> Message-Id: <199505270135.VAA20357 at mhade.production.compuserve.com>
> From: Colbert Philippe <74671.1062 at CompuServe.COM>
> To: spin at ief.spb.su> In-Reply-To: spin at ief.spb.su (Alexandr Spirov)'s message <AAKRUmliI8 at ief.spb.su>
> Subject: Promoter region sequence analysis
> Organization: EIGENSOFT INC
> Status: RO
>> Dear Mr Spirov
>> I am currently writing software that will have functions close to
> what you have talked about. For the sake of completeness, can
> you point to me to some literature that explain the algorithms
> that you talked about? I am interested in implementing these
> features in my new program.
>> Thank you
Sorry for such voluminous citation below (from
my MS in preparation). But I hope the text will illustrate
some problems in the field of computer comparisons of 5' gene
regions. In brief, I can mention following problems:
1) Sequence of target sites, their proximity or
overlapping with one another and their amounts are features of
structure of more high level as compared with bulk nucleotide sequence
in the upstream gene regions; It is as a sort of code;
2) Spacers between target sites can mutate relatively freely;
In case of evolutionary diverged species the only homology discovered
is homology between nucleotide sequences inside target sites, while
the spacer sequences don't demonstrate any sequence homology at all;
3) As a result, the scanning of sites as well as the multiple
alignement of the 5' upstream gene parts don't permit to find
homology between evolutionary diverged genes-relatives.
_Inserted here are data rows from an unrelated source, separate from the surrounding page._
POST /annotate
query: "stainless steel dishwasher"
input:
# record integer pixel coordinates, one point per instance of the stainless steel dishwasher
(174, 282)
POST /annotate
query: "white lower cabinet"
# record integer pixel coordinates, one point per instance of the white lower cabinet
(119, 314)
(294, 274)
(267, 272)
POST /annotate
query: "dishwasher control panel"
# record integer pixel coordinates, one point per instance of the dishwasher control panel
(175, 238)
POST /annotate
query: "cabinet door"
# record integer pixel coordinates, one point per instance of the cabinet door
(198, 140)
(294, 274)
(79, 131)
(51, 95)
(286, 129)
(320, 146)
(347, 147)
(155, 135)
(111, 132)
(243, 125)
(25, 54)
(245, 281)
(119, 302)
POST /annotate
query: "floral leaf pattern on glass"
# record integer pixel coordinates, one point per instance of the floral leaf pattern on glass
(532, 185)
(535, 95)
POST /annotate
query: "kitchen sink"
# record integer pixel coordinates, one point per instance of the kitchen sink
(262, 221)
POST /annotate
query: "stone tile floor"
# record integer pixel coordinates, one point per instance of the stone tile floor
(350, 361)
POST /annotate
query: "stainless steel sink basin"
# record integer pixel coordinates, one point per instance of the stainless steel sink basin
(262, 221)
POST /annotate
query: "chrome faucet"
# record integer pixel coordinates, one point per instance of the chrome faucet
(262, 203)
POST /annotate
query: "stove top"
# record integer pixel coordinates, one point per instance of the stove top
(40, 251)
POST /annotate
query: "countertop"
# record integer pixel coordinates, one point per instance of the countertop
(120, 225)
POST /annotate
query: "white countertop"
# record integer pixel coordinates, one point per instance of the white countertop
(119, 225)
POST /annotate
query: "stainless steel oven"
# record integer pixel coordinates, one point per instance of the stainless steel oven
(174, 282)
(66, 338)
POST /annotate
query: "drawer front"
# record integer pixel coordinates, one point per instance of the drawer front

Desirable programm must treat the sequence of target sites
as such and owerall structure of the cluster of sites, qualitatively
comparing and classifiing the clusters, not or not only the nucleotide
My figures 1-3 below show discussed characters of comparisons of
upstream sequences of relative but diverged members of gene family.
With the exception of nucleotide sequences of the target sites properly
(sites for binding BICOID ((GGGATTA-consensus)) and sites for binding
Antennapedia-like transcription factors ((NNCATTA-consensus))), we
cannot find another homologus sequences(!)
P.S. See also:
Falb D. & Maniatis T.
"A conserved regulatory unit implicated in tissue-
specific gene expression in DROSOPHILA and MAN"
Genes & Development, 1992, 6, 454-465.
where they pointed out that
"Both Drosophila and human Adh upstream control elements
conserve a functionally related region that has little
primary sequence similarity, but still contains overlapping
binding sites for the transcription factors AEF-1 and C/EBP"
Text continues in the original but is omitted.